The puzzling part was that these two halves added up to three quite different people: Brid, Dagner, and Moril. Brid had Lenina’s sharpness and some of Lenina’s efficiency, and she had Clennen’s love of an audience, without Clennen’s gifts—though she thought she had them. Dagner had far more of the gifts, but he had all Lenina’s reserve, and more. In fact, it had been very much in Lenina’s manner that Dagner had set off North to finish Clennen’s work for him, knowing he had not the personality to do it. None of them had inherited the largeness that made Clennen what he was. And why had Clennen not told Brid or Dagner they were in two halves?

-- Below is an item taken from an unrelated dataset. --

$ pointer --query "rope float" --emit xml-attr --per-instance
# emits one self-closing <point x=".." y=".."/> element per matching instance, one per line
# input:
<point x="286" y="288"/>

Moril found himself suddenly at a dead end. He saw he would have to get at the cwidder’s power some other way. He had to. The third batch of recruits had just arrived. The valley was filling with soldiers, and the North did not know. And the Earl of Hannart would not dare move because of Kialan. And Moril knew Kialan was actively in danger from Tholian. Tholian passed several times, and each time he looked at Kialan’s hanging body as if he wanted it awake and writhing.